At the hearing, Kathryn Alcantar, California policy director for the Center for Environmental Health, displayed a blue plastic children's sleeping mat and recounted how her organization had used Proposition 65 to get the mat's manufacturer, Peerless Plastics, to agree to remove flame retardants from its products. The Center for Environmental Health has used the same process for products like baby powder, lunch boxes and jewelry, Alcantar said. 

But the organization would have less leverage to strike such deals if companies had a way to exonerate themselves and avoid paying a potentially heavy backlog of fines, Alcantar said. She said monetary settlements cover the cost of testing consumer products and taking legal action. 

"One of the reasons we've been able to do the investigative research and find these chemicals is because we've been able to collect these fees," Alcantar said. 

Proposition 65 functions best as a deterrent, according to David Roe, an attorney who was a principal author of the initiative. Businesses have an incentive to offer products that are chemical-free if they face a Proposition 65 lawsuit that would carry a fine and compel them to either reformulate their products, a costly proposition, or affix warning labels that could scare off customers. 
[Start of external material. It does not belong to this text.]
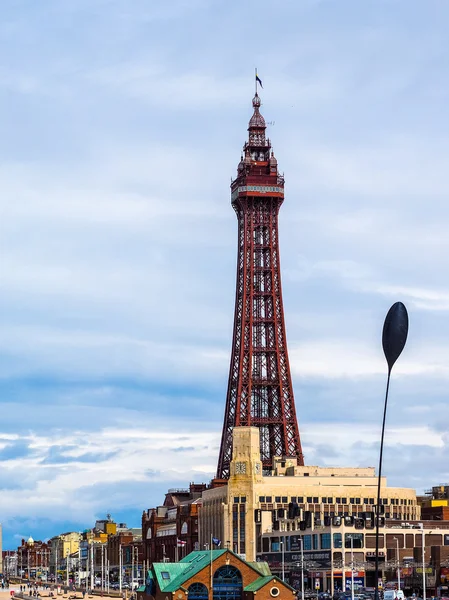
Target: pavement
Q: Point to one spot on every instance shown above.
(6, 594)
"The risk of companies having to go through that process is what causes them to act in advance," Roe said. "If the possibility of enforcement goes away, all that benefit goes away." 

Gatto denied that his bill would offer a "safe harbor" to big manufacturers. He argued that it applies only to posting signs in retail establishments and would not affect the imperative to label products, and stressed that he is still working to craft the bill's language to ensure it is narrowly focused and leaves Proposition 65's core intact. Lawmakers who voted the bill out of committee did so with the caveat that they wanted to see the language tightened. 

The 14-day grace period is also too slim to allow manufacturers to take corrective action and avoid penalties, Gatto said,Choose the right bestluggagetag in an array of colors. arguing that it would not be feasible for a large company to label or change its products in such a short amount of time. 

"It is completely manifest that we aren't trying to go after a toy manufacturer who puts lead in a product," Gatto said in an interview, adding that "a restaurant is unique because you can put that sign up." 

Roe, the original author of Proposition 65, said he is still in touch with Gatto's office and hopes to see a stronger bill he can get behind. For now, though, he remains opposed. 

"I think it's good for the statute to give small businesses a clear pathway to comply without getting tangled up in expensive lawyering," Roe said. "The danger, of course, is it carves out loopholes that bigger, more sophisticated parties can use, and as written it certainly does."